ANTIKE GRIECHISCHE STATUEN AUS ZINNBRONZE: ÜBERLEGUNGEN ZUM URSPRÜNGLICHEN ERSCHEINUNGSBILD FÜR ANTIKE BESUCHER

Eine Statue aus Zinnbronze, einer Legierung mit etwa 90 % Kupfer und 10 % Zinn, besitzt zunächst eine hochglänzende, leicht rötliche bis überwiegend goldene Färbung. Dank der 2022 vom Louvre Museum veröffentlichten Untersuchungsergebnisse des Wagenlenkers von Delphi wissen wir, dass die antiken Besucher Delphis die Statue in diesem goldenen Glanz erblickten.

Die Oberfläche von Zinnbronze oxidiert jedoch relativ schnell, wodurch sich eine matte, dunklere Färbung entwickelt. In einem ersten Schritt bildet sich eine bräunliche bis dunkelbraune Schicht aus Kupferoxid und Kupferoxidverbindungen. Setzt sich die Oxidation fort und wirkt Feuchtigkeit sowie Kohlendioxid in der Luft auf die Bronze ein, entsteht eine grüne Patina. Diese grünliche Verfärbung wird hauptsächlich durch Kupfercarbonat, wie etwa Malachit, und Kupferchloridverbindungen verursacht. Diese Patina ist bekannt dafür, die Bronze vor weiterer Korrosion zu schützen.

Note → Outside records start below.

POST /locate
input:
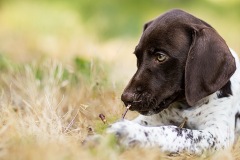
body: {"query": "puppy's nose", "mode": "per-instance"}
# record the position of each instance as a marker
(127, 98)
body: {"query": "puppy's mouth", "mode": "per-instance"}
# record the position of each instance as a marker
(157, 108)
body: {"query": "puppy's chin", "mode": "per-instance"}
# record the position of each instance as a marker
(155, 110)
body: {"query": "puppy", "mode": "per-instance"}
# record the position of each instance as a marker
(186, 76)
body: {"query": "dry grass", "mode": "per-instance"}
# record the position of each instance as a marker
(47, 117)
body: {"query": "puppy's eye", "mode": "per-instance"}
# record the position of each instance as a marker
(161, 57)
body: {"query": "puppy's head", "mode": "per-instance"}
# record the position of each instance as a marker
(179, 57)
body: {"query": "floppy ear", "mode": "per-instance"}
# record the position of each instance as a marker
(209, 65)
(146, 25)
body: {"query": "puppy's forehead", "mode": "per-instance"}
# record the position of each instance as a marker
(167, 30)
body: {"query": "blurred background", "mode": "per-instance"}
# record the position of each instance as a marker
(106, 30)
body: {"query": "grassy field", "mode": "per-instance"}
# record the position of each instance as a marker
(62, 64)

Unter speziellen Umweltbedingungen, etwa in der Nähe des Meeres, können sich auch bläuliche Töne entwickeln, die vor allem durch Kupfersalze und -chloride hervorgerufen werden. Im ursprünglichen Zustand weist eine Zinnbronze-Statue also einen rötlich-goldenen Glanz auf, der sich im Laufe der Zeit durch Oxidation in eine braune und später in eine grüne oder bläuliche Patina verwandelt.

Es stellt sich die Frage, ob die Hüter von Delphi diese Oxidationsprozesse bewusst zugelassen haben. Sollte dies der Fall gewesen sein, hätten die Statuen nach einigen Jahren ihren goldenen Schimmer verloren und stattdessen die beschriebenen oxidierten Farbtöne angenommen. Vieles spricht jedoch dafür, dass die Amphiktyonen die Statuen durch kontinuierliche Pflege in ihrem goldenen Glanz bewahrten. Diese Annahme wird durch historische Berichte von antiken Besuchern gestützt. Darüber hinaus ist bekannt, dass bedeutende Götterstatuen in griechischen Tempeln, wie die Zeusstatue in Olympia und die Athene-Statue im Parthenon, täglich und aufwendig gepflegt wurden. Daher liegt die Vermutung nahe, dass auch die Bronzestatuen in Delphi sorgfältig instand gehalten wurden, da sie eine bedeutende Rolle im Erlebnis der antiken Besucher spielten.

Die Pflege der Statuen könnte unter anderem in der Aufbringung einer Wachsschicht bestanden haben, eine Methode, die historisch vielfach belegt ist. Durch regelmäßige Pflege und das erneute Auftragen von Wachs sowie intensiven Reinigungen der Oberfläche konnte der ursprüngliche goldene Glanz einer Zinnbronze-Statue über Jahrhunderte erhalten bleiben.

Die Bedeutung von golden schimmernder Zinnbronze zeigt sich auch darin, dass diese Legierung selbst Jahrhunderte nach der Erschaffung des Wagenlenkers von Delphi bei den Römern bevorzugt wurde. Bronzeartefakte, die 1998 in Pompeji entdeckt und von der Goethe-Universität Frankfurt untersucht wurden, zeigten fast durchgängig die klassische Zusammensetzung von Zinnbronze: 90 % Kupfer und 10 % Zinn.

Fazit: Es gibt überzeugende Anhaltspunkte dafür, dass lebensgroße antike Bronzestatuen aus Zinnbronze gefertigt wurden und sich den Betrachtern in ihrem ursprünglichen Zustand golden schimmernd präsentierten.